Nuovo/Nouveau spreadsheet-reader is a PHP spreadsheet reader with the difference that my only goal for it was efficient data extraction that could handle large (as in really large) files. So far I cannot definitely say that it is CPU, time or IO-efficient but at least it won't run out of memory (except for XLS files).

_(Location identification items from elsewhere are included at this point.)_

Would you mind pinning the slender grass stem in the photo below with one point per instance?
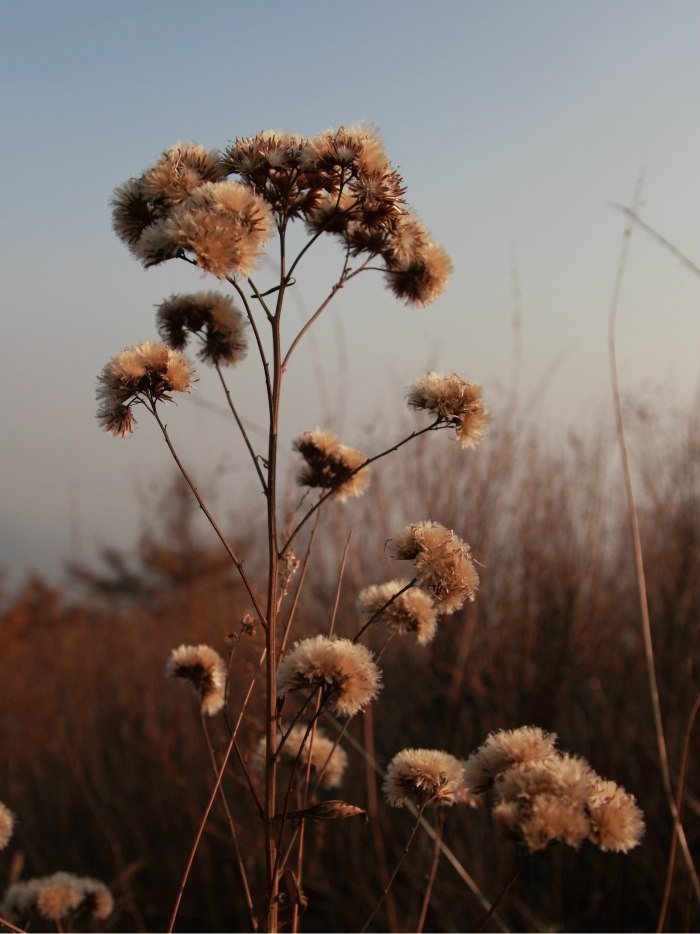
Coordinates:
(518, 869)
(232, 828)
(679, 804)
(256, 460)
(212, 797)
(434, 426)
(398, 866)
(439, 826)
(638, 556)
(212, 521)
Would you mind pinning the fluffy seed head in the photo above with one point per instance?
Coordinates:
(421, 775)
(442, 563)
(412, 611)
(212, 317)
(338, 663)
(504, 749)
(7, 825)
(322, 748)
(330, 464)
(145, 370)
(423, 278)
(616, 823)
(454, 400)
(204, 669)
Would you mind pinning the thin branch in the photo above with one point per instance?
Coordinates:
(234, 836)
(345, 277)
(382, 608)
(340, 581)
(446, 851)
(288, 624)
(633, 216)
(258, 341)
(519, 868)
(398, 866)
(229, 748)
(256, 460)
(679, 803)
(638, 556)
(212, 521)
(439, 825)
(434, 426)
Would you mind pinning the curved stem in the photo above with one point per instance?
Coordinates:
(679, 803)
(212, 798)
(439, 825)
(382, 608)
(256, 462)
(288, 624)
(435, 426)
(638, 556)
(232, 828)
(519, 868)
(398, 866)
(212, 521)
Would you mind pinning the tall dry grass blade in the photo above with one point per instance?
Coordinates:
(679, 803)
(638, 557)
(426, 825)
(439, 826)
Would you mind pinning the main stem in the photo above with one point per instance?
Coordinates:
(272, 602)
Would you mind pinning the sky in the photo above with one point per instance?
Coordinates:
(516, 127)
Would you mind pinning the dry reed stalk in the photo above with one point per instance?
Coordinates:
(679, 804)
(638, 556)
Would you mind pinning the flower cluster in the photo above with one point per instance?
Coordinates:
(442, 563)
(424, 776)
(333, 767)
(144, 371)
(7, 825)
(330, 464)
(339, 182)
(184, 205)
(339, 664)
(203, 668)
(213, 318)
(540, 795)
(57, 897)
(412, 611)
(454, 400)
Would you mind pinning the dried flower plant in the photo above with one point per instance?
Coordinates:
(203, 668)
(412, 611)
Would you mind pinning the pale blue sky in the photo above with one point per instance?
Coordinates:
(512, 123)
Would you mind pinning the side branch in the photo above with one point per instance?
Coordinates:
(435, 426)
(212, 521)
(240, 425)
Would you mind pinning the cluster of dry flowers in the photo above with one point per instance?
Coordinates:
(55, 898)
(341, 183)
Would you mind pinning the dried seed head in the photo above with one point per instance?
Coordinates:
(320, 751)
(423, 278)
(204, 669)
(423, 775)
(411, 611)
(442, 563)
(528, 744)
(151, 371)
(213, 318)
(330, 465)
(616, 823)
(454, 400)
(338, 663)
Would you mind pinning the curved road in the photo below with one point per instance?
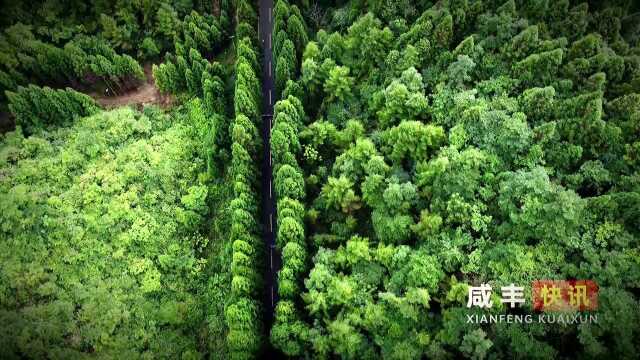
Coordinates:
(265, 26)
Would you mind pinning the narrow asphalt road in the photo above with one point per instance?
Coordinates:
(273, 262)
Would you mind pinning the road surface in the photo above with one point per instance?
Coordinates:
(265, 26)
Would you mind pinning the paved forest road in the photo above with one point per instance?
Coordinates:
(265, 26)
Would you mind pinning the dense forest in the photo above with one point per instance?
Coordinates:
(418, 149)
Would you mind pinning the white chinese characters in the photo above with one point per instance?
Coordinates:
(480, 296)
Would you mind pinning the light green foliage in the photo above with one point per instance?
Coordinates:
(108, 260)
(456, 144)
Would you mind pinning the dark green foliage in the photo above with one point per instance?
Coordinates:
(243, 311)
(35, 107)
(466, 142)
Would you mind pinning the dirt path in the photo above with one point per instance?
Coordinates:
(145, 94)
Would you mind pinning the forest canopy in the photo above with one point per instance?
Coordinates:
(317, 179)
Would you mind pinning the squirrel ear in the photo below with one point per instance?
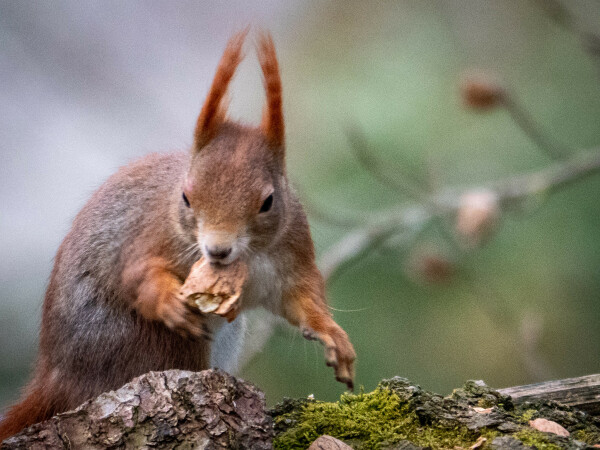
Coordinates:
(213, 111)
(272, 124)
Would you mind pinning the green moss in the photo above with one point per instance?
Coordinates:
(589, 437)
(369, 421)
(537, 439)
(527, 415)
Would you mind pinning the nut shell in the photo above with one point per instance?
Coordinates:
(215, 288)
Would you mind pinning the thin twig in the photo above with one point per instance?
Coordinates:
(359, 241)
(522, 118)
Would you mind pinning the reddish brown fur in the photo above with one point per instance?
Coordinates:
(111, 310)
(213, 111)
(272, 123)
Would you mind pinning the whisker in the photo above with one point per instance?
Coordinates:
(349, 310)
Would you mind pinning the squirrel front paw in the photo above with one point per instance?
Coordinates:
(339, 352)
(181, 318)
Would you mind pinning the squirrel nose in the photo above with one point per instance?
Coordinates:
(217, 252)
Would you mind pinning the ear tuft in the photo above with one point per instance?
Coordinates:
(214, 110)
(272, 124)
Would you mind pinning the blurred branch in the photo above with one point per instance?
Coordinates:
(524, 120)
(410, 220)
(564, 17)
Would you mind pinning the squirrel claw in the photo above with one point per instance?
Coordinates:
(339, 353)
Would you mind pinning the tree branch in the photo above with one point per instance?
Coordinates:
(410, 220)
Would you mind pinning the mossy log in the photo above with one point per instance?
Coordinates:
(401, 415)
(211, 409)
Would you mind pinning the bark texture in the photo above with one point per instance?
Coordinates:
(172, 409)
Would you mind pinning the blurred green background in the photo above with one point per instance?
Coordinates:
(523, 308)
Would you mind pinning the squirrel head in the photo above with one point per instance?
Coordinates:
(236, 188)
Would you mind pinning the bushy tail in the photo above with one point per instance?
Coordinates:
(36, 407)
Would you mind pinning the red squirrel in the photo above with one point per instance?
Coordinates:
(111, 310)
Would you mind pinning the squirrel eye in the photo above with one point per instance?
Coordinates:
(185, 200)
(267, 204)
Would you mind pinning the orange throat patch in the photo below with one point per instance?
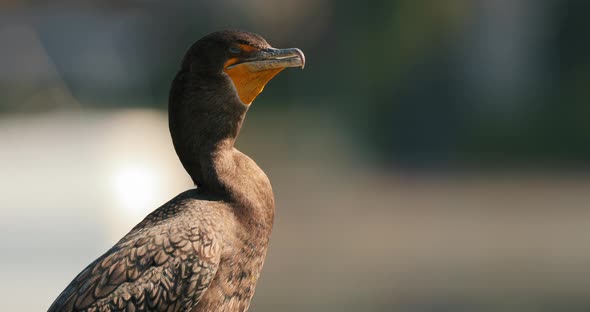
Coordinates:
(249, 84)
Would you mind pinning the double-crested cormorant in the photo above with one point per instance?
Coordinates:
(204, 249)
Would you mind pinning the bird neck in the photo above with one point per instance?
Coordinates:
(205, 118)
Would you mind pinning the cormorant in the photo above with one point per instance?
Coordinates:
(204, 249)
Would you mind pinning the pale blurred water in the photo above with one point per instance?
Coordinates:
(347, 237)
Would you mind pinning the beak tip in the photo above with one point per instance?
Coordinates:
(301, 56)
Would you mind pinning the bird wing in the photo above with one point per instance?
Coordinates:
(161, 268)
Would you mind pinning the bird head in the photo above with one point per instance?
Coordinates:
(246, 58)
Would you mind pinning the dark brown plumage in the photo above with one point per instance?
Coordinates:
(204, 249)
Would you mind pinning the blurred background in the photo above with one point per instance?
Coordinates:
(432, 156)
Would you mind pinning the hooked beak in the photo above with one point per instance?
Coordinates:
(271, 58)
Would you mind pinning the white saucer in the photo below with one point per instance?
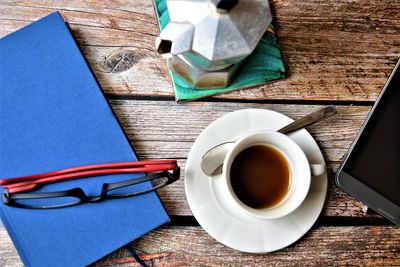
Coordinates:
(240, 231)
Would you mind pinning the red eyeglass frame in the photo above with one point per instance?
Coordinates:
(30, 182)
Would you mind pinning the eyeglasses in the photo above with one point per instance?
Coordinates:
(166, 172)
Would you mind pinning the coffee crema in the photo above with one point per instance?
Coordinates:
(260, 176)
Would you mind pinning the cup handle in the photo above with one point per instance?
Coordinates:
(317, 169)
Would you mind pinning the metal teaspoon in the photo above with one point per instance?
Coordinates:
(212, 160)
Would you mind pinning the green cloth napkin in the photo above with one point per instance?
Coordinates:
(263, 65)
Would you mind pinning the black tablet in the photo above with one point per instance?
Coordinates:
(371, 170)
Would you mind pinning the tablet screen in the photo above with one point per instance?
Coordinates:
(375, 159)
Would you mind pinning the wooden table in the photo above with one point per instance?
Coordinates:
(337, 52)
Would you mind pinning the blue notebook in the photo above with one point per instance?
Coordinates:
(53, 115)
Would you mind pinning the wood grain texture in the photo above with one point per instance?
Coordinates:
(322, 246)
(334, 50)
(184, 246)
(164, 129)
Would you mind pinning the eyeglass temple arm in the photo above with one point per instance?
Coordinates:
(126, 164)
(30, 185)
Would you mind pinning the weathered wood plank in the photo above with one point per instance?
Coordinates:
(164, 129)
(336, 50)
(182, 246)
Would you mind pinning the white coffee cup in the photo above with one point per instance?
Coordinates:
(300, 174)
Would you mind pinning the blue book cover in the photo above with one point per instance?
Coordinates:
(53, 115)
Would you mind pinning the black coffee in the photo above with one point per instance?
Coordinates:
(260, 176)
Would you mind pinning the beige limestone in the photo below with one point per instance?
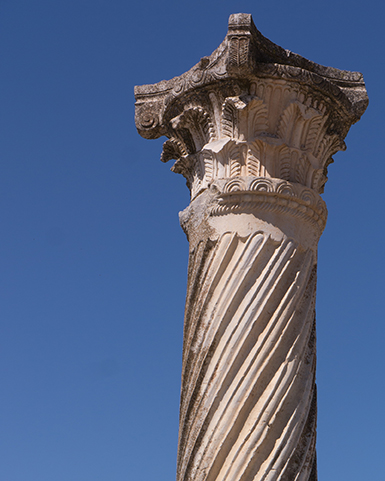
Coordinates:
(252, 128)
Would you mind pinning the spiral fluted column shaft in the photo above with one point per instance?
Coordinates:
(248, 379)
(252, 128)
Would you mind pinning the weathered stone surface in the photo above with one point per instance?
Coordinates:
(252, 128)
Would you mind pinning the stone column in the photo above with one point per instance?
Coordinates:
(252, 129)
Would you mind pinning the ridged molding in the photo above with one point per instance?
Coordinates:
(252, 128)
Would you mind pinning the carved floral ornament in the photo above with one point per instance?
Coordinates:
(252, 109)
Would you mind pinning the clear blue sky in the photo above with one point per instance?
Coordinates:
(93, 261)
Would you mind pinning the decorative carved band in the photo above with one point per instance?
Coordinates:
(250, 194)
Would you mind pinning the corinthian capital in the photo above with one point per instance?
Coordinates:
(252, 128)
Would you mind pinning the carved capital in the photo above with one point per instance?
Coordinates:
(252, 109)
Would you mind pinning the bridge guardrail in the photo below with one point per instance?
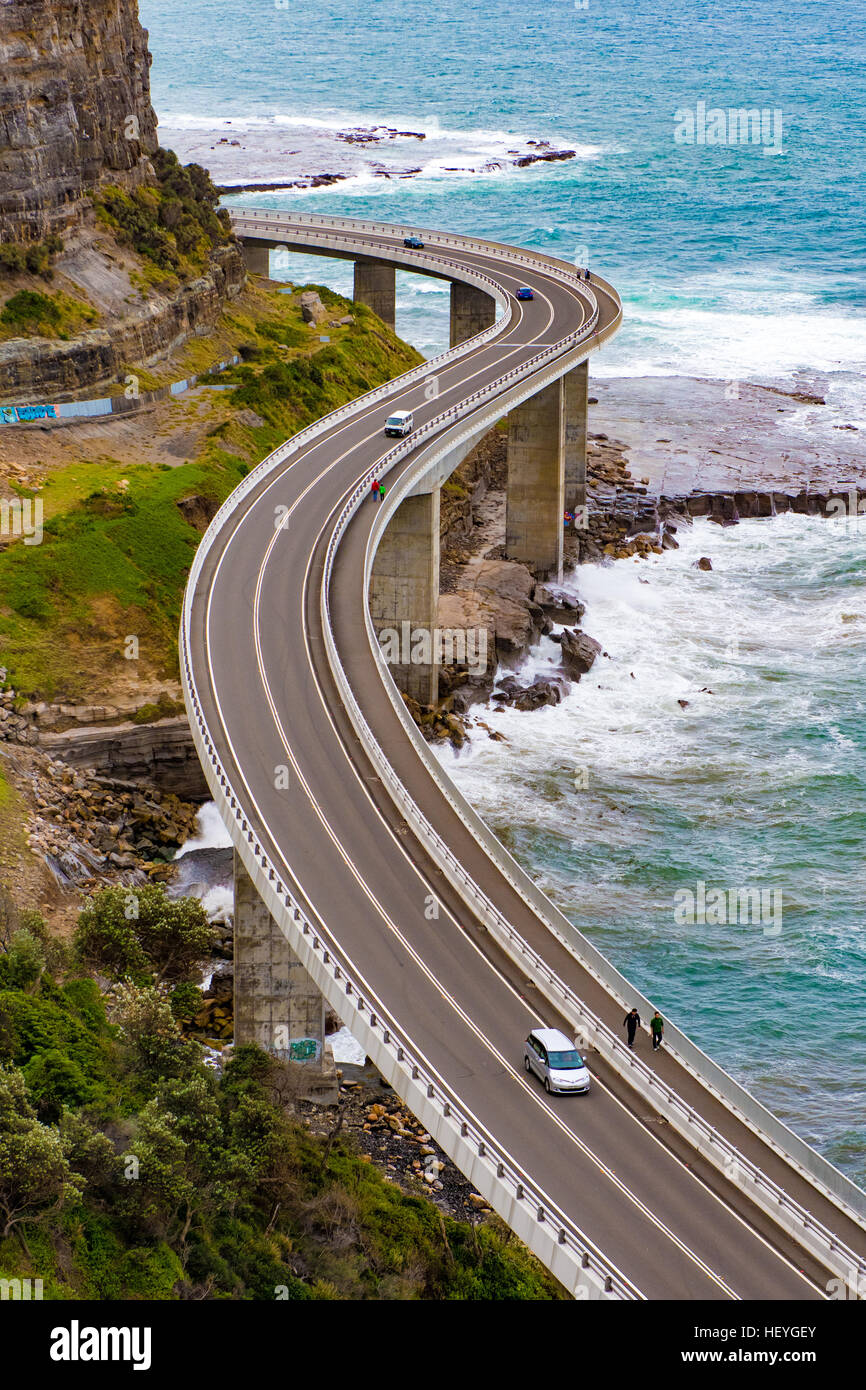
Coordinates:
(812, 1233)
(768, 1194)
(711, 1141)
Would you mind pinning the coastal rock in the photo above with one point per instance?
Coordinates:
(74, 110)
(312, 307)
(542, 691)
(558, 605)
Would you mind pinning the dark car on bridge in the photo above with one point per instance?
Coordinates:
(555, 1061)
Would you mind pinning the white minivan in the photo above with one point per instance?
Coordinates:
(399, 423)
(555, 1061)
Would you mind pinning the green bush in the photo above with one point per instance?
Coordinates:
(29, 309)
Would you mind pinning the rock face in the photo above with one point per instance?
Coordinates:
(161, 755)
(74, 109)
(312, 307)
(578, 652)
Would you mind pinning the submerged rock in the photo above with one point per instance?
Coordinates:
(578, 652)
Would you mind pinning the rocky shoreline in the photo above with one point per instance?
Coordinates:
(291, 154)
(626, 519)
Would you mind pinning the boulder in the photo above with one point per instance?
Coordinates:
(542, 691)
(578, 652)
(558, 605)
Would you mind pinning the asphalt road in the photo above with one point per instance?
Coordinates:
(669, 1222)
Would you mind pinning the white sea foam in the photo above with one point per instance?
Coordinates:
(211, 833)
(284, 146)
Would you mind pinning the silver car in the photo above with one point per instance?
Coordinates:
(555, 1061)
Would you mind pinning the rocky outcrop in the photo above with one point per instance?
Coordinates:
(161, 755)
(312, 307)
(578, 652)
(74, 109)
(93, 830)
(43, 369)
(545, 690)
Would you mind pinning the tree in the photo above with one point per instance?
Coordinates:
(56, 1082)
(36, 1180)
(138, 931)
(24, 961)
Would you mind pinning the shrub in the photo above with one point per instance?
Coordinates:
(138, 931)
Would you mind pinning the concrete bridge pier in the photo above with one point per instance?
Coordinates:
(535, 481)
(374, 285)
(277, 1004)
(257, 259)
(471, 312)
(576, 409)
(405, 595)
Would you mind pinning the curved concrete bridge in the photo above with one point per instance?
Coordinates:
(363, 876)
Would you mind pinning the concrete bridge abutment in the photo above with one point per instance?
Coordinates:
(576, 406)
(376, 287)
(277, 1004)
(471, 312)
(405, 595)
(535, 481)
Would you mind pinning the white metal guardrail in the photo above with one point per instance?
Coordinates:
(768, 1194)
(708, 1140)
(570, 1255)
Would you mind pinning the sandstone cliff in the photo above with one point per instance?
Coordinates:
(74, 109)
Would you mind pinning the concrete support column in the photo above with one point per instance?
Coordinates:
(576, 406)
(471, 312)
(535, 483)
(405, 595)
(374, 285)
(277, 1005)
(257, 259)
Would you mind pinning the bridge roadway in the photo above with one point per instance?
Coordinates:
(663, 1216)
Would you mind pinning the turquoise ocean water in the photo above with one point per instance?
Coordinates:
(733, 263)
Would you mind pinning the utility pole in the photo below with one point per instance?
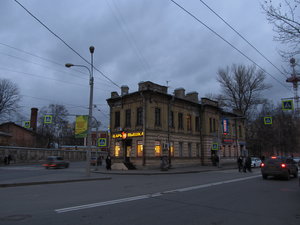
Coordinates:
(294, 79)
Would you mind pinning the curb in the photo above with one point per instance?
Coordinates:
(160, 173)
(51, 182)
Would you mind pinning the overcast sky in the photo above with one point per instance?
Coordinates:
(134, 40)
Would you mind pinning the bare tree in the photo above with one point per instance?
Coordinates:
(241, 87)
(9, 97)
(286, 21)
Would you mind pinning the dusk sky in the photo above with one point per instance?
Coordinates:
(134, 40)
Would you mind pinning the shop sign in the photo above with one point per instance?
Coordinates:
(125, 135)
(228, 140)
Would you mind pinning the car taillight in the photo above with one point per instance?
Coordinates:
(283, 165)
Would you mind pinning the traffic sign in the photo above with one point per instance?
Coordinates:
(215, 146)
(48, 119)
(102, 142)
(268, 120)
(287, 105)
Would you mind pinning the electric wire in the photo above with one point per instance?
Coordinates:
(64, 42)
(241, 36)
(214, 32)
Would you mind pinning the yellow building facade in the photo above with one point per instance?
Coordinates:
(150, 123)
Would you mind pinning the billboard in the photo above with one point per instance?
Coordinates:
(81, 126)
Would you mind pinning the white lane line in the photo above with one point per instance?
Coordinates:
(140, 197)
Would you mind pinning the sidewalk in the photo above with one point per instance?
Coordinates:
(102, 174)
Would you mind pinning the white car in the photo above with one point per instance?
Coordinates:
(255, 162)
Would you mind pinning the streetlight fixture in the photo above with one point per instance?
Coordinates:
(89, 135)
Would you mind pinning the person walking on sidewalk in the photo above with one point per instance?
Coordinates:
(108, 162)
(240, 163)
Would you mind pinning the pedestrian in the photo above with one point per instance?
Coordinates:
(5, 160)
(248, 163)
(240, 163)
(108, 162)
(9, 158)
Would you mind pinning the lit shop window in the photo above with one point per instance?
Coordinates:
(157, 148)
(117, 149)
(140, 148)
(172, 148)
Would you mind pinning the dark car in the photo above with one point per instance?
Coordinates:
(56, 162)
(279, 167)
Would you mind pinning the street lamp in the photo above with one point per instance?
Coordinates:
(89, 135)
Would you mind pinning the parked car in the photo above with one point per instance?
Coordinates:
(56, 162)
(255, 162)
(279, 167)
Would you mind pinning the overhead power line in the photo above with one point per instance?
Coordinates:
(214, 32)
(241, 36)
(58, 37)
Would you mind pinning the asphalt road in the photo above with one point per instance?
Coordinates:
(218, 197)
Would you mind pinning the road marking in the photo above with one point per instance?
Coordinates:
(146, 196)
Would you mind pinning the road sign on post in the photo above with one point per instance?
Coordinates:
(267, 120)
(102, 142)
(215, 146)
(287, 105)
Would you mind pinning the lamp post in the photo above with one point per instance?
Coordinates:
(89, 135)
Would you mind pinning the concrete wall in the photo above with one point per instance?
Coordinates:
(28, 155)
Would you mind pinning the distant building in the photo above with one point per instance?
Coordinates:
(150, 123)
(19, 136)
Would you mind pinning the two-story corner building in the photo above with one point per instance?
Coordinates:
(151, 123)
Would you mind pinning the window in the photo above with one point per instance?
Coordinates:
(190, 149)
(117, 119)
(157, 117)
(214, 125)
(172, 148)
(180, 121)
(240, 131)
(180, 149)
(198, 150)
(171, 122)
(157, 148)
(189, 122)
(197, 123)
(117, 149)
(139, 148)
(128, 118)
(139, 116)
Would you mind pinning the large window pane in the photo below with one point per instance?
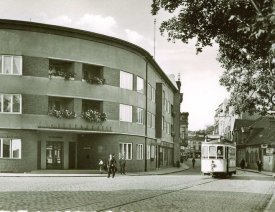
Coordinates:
(212, 152)
(16, 103)
(1, 64)
(7, 103)
(126, 80)
(125, 113)
(7, 65)
(1, 103)
(140, 116)
(6, 148)
(204, 152)
(129, 151)
(220, 152)
(17, 65)
(16, 148)
(140, 85)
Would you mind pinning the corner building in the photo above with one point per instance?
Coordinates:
(70, 97)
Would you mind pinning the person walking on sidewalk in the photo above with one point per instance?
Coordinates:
(122, 164)
(242, 164)
(100, 164)
(193, 162)
(111, 165)
(259, 164)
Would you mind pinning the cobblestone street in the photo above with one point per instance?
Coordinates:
(186, 191)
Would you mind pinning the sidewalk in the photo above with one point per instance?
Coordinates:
(256, 171)
(91, 173)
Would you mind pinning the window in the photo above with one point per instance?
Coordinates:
(11, 65)
(126, 150)
(148, 151)
(153, 94)
(125, 113)
(153, 150)
(168, 107)
(168, 128)
(153, 121)
(149, 93)
(140, 116)
(149, 119)
(212, 152)
(204, 152)
(163, 99)
(10, 148)
(220, 152)
(10, 103)
(140, 85)
(139, 151)
(126, 80)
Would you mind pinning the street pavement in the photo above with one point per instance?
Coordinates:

So far XLSX, ODS and text/CSV file parsing should be memory-efficient. XLS file parsing is done with php-excel-reader from http://code.google.com/p/php-excel-reader/ which, sadly, has memory issues with bigger spreadsheets.
- PHP 5.3.0 or newer
- PHP must have Zip file support (see http://php.net/manual/en/zip.installation.php)
Very simple:
<?php
// If you need to parse XLS files, include php-excel-reader
require('php-excel-reader/excel_reader2.php');
require('SpreadsheetReader.php');
$Reader = new SpreadsheetReader('example.xlsx');
foreach ($Reader as $Row)
{
print_r($Row);
}
?>
From the command line:
php test.php path-to-spreadsheet.xls
- CSV and text files are read strictly sequentially so performance should be O(n);
- When parsing XLS files, all of the file content is read into memory so large XLS files can lead to "out of memory" errors;
- XLSX files use so called "shared strings" internally to optimize for cases where the same string is repeated multiple times. Internally XLSX is an XML text that is parsed sequentially to extract data from it, however, in some cases these shared strings are a problem - sometimes Excel may put all, or nearly all of the strings from the spreadsheet in the shared string file (which is a separate XML text), and not necessarily in the same order. Worst case scenario is when it is in reverse order - for each string we need to parse the shared string XML from the beginning, if we want to avoid keeping the data in memory. To that end, the XLSX parser has a cache for shared strings that is used if the total shared string count is not too high. In case you get out of memory errors, you can try adjusting the SHARED_STRING_CACHE_LIMIT constant in SpreadsheetReader_XLSX to a lower one.
- ODS date formats;
All of the code in this library is licensed under the MIT license as included in the LICENSE file, however, for now the library relies on php-excel-reader library for XLS file parsing which is licensed under the PHP license.